パチンコ業界は慢性的な人手不足で、求人を出しても応募が来ない。 やっと来たと思ったら、面接当日にドタキャン。面接に来たと思ったらホールの方が断りたくなるレベルだったりする。
このホールは「そうだ、寮を復活させよう」と一念発起する。
新たな求人広告には、「寮費無料」との文字を躍らせる。これは、特に若い求職者にとっては大きな魅力となる。なぜなら、東北地方ではワンルームの家賃と光熱費を合わせて、5万から6万円の出費がかかるからだ。
給料の面でのアピールよりも、「住む場所が無料」というのは心理的なハードルが低い。この戦略は、なかなかしたたかである。
さて、問題はその寮である。20年間放置されていたため、当然ながら中は荒れ放題。 「これをリフォームすれば、きっと使える!」と決断した。数百万円のリフォーム費用をかけて、ピカピカの社員寮に生まれ変わる予定だ。
部屋は8室。ちょうどバイトや新卒社員が住むには手ごろなサイズだ。さらに、Wi-Fi完備にし、共有スペースにはちょっとしたキッチンや洗濯機も並ぶ予定だとか。「令和のシェアハウス風の寮」までアップデート。これで若い世代にもアピールできるという算段だ。これで美味しい賄付きならパーフェクトだが、食事の方は付いていない。
しかし、寮という言葉には、ある種のノスタルジーも含まれている。昭和のパチンコホールといえば寮付きが当然だったことがあった。それが、時代とともに「個人の自由」が重んじられるようになり、寮というシステムは廃れていったのだ。
しかし、今、その寮が再び注目される時代が来た。
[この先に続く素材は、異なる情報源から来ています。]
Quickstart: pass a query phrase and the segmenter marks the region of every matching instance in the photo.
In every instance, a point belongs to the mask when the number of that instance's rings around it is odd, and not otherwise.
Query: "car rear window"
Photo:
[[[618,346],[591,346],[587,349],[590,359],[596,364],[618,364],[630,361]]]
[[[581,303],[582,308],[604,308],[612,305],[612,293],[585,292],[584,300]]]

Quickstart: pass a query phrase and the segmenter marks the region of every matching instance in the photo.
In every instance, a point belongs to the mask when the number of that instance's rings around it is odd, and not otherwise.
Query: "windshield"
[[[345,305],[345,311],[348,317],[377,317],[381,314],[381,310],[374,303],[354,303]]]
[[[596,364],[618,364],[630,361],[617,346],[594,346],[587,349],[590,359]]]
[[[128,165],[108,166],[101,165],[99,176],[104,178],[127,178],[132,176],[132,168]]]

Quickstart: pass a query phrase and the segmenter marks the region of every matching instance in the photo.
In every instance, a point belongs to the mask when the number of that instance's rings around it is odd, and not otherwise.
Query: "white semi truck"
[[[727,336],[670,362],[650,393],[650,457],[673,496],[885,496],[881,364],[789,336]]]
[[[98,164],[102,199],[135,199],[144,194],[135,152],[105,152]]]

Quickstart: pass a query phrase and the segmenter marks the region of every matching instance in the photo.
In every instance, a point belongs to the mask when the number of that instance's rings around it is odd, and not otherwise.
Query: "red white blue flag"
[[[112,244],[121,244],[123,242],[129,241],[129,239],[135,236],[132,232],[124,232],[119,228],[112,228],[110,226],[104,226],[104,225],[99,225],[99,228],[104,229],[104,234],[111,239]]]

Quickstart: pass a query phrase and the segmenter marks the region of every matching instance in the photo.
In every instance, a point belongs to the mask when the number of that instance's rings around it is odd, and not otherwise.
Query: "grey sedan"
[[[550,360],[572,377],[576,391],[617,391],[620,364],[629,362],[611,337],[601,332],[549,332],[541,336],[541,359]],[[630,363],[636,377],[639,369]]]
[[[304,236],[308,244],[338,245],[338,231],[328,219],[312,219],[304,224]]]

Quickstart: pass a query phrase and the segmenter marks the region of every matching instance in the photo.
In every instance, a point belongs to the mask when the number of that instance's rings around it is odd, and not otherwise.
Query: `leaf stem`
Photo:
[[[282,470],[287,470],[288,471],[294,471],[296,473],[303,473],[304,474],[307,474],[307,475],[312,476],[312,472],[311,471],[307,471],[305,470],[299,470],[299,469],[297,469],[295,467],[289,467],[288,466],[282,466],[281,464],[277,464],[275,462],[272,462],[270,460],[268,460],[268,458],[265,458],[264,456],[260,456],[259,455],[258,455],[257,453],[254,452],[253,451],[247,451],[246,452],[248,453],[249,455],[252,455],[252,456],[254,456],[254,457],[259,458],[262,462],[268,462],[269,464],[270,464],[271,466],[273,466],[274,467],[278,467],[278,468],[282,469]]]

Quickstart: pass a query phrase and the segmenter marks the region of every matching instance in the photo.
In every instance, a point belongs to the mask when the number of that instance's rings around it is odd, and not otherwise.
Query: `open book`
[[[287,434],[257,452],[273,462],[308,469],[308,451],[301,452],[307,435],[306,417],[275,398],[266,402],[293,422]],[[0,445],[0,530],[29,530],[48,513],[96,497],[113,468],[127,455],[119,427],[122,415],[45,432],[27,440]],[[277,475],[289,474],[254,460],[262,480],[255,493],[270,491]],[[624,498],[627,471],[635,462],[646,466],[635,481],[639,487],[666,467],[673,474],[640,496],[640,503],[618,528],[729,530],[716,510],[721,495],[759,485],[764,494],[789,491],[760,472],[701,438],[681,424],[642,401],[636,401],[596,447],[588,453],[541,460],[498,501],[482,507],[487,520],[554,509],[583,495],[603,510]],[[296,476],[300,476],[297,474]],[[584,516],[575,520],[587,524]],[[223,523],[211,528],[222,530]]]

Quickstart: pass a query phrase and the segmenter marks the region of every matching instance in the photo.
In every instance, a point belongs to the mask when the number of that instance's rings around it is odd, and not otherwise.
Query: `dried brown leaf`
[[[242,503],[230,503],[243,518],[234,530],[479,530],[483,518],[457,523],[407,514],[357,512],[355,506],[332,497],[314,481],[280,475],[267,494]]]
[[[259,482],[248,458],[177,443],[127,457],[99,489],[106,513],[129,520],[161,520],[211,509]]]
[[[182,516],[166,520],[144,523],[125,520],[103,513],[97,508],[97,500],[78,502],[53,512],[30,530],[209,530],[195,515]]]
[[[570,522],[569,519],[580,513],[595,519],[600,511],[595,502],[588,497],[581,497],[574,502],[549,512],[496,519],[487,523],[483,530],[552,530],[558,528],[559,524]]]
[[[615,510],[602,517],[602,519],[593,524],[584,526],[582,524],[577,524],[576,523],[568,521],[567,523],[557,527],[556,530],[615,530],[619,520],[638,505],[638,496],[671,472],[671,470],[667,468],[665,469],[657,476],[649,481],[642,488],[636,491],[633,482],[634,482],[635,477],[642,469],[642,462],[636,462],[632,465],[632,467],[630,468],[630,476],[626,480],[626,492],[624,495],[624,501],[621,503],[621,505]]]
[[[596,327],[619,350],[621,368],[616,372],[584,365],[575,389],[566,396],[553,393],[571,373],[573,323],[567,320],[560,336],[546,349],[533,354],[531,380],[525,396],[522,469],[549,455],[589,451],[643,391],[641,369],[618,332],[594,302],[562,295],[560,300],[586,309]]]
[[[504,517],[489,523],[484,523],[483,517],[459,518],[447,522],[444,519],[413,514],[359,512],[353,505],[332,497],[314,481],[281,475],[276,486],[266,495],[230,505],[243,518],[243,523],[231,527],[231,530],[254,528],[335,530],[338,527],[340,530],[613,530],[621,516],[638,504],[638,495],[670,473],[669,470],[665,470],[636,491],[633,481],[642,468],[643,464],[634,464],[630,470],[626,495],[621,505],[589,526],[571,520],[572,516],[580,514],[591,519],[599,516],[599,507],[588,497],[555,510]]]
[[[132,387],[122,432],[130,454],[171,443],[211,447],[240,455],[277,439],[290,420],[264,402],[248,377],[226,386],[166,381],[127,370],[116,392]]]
コロナ禍でもリモートワークや在宅勤務が広がり、「職住一体」が新たなライフスタイルとして受け入れられるようになった。
大手企業でも「社員寮」が復活してきたのには驚いた。住宅価格の高止まりを背景に再評価されているのだ。
このホールの寮復活計画が成功するかどうかは、誰にも分からない。しかし、少なくとも「寮費無料」という条件は、地方の求職者にとって大きな魅力であることは間違いない。
これが成功事例となれば、ひょっとしたら、全国的に「寮付き」が再び増える時代が来るかもしれない。寮という名前のノスタルジーが、「人手不足の救世主」として再び新しい価値を持って蘇るのか注目したいところだ。